Winemaker Kelly Mason, owner and founder of Mason Vineyard, brought a wealth of wine knowledge when she launched her winery in 2021. Mason’s winemaking career began in 2007 with an internship at Saintsbury Winery in the Carneros subregion of Napa Valley. She then returned to Canada to pursue Winemaking at Brock University, focusing on Pinot Noir and Chardonnay and becoming an expert in Burgundian varietals. This expertise led Mason to become head winemaker at Domaine Queylus, Honsberger Estates, and The Farm winery in the Niagara Region. Juggling these roles, Mason successfully etablished Mason Vineyard in 2021. Here, she intricately crafts Pinot Noir, Chardonnay, and Cabernet Franc wines sourced from estate single vineyards. In our conversation with Mason, we delved into her journey in starting the winery, the future of Ontario wines, and the unique aspects that make winemaking special.
How did Mason Vineyard come to be? What inspired you to buy your vineyard?

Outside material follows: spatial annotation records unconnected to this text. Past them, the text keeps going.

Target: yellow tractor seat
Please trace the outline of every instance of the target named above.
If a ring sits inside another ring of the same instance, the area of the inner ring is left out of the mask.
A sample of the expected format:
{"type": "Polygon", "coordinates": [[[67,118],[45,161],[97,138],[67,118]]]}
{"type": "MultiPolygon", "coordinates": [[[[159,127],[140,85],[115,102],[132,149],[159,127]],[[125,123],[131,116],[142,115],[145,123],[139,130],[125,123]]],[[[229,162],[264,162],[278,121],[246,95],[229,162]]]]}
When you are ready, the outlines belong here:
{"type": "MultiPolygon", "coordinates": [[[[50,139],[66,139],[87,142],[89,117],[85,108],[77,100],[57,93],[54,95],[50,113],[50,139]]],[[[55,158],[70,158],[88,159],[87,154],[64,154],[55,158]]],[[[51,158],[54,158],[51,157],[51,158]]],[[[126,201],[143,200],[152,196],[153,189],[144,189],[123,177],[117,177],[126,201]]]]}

“The dream was always to have my own vineyard and make my own wine. I made the decision in the summer of 2020 to start developing my brand, my label, and my winemaking vision. When I think of it, really, I have been quietly creating this brand over the past ten years by owning and working in my vineyard. Caring for the vines and following each season gave me a chance to learn a lot about each vine and its ‘personality.’ It has always been exciting! Due to the scale of my production for Mason Vineyard (only the size of my existing vineyard), my releases are announced to my mailing list, which keeps it personal, allowing me to connect with each interested person.”
Do you have a favourite wine to make? What makes it special to you?
“Definitely Pinot Noir. It has been my long-time favourite wine to make, especially off my own vineyard, because I can drop leaves, clusters, shoots, and vertically shoot position until it makes me happy. There are no economics to my vineyard expenses for Pinot Noir. I don’t care. It just needs to be a certain way based on the growing season that year. Pinot noir speaks to me. It’s needy in terms of airflow, personal space, and weather. In my vineyard, I am starting to understand my old vines better, and I love the depth and flavours of the wine. It’s such a pain, but when it’s right, it’s so beautiful. I am always chasing that and trying to capture it in a bottle.”
Can you tell us more about the tasting experiences offered at Mason Vineyard?
“When I release a new vintage, I will open up tastings by appointment only for a few weekends over the summer. The tastings are open to about 10-12 people per seating and I host them. We taste through the current portfolio and occasionally a surprise back vintage. It is informal and yet as informative as each group desires. Great conversations arise and we all have a common love of wine.”
How does Mason differ from your previous experience at Honsberger Estate Winery, The Farm, and Domaine Queylus?
“We do things differently at Mason Vineyard. I’ve always felt that people who really love exceptional wine are looking for exceptional, more personalized wine experiences with the people who make the wine. They deserve it.
It is a growing trend among wineries like Mason Vineyard to be appointment only and only host Taste & Shop style sessions for small groups of winelovers looking to buy wine. Once we release a new vintage, we open the calendar for a few summer weekends for people to reserve a date to visit and taste the current portfolio as well as the occasional surprise back vintage. Dates are announced through our mailing list first, followed by a general call on Instagram @masonvineyard.”
What do you see for the future of Mason Vineyard, and Ontario Winemaking overall?
“For Mason Vineyard, the future will have more great Winemakers to collaborate with for my Collab Series label along with more visibility of the Mason Vineyard wines. We are in the phase of introducing more customers to the wines and showcasing the specialness of Bench wines.
For Ontario, aside from a handful of large national producers, the Canadian wine industry trends towards smaller wineries that create interesting small lot wines that express their soil and microclimate – their local personality. Perhaps as we go forward, we are starting to see Ontario wine as a craft product, and more purchases are happening online, directly, and from small independent bottle shops and restaurants that find unique wines that don’t make it to the shelves of government retail and grocery. It’s the maturing of the market — let’s go the rest of the way like other regions around the world. We need to introduce more consumers to these purchasing channels and great wines and all of us should be proud to open our wines on tables alongside other global wines. As a whole, we need to keep kicking and get everyone on board pouring Ontario wine in their glasses so yeah, where are we going? Moving on up.”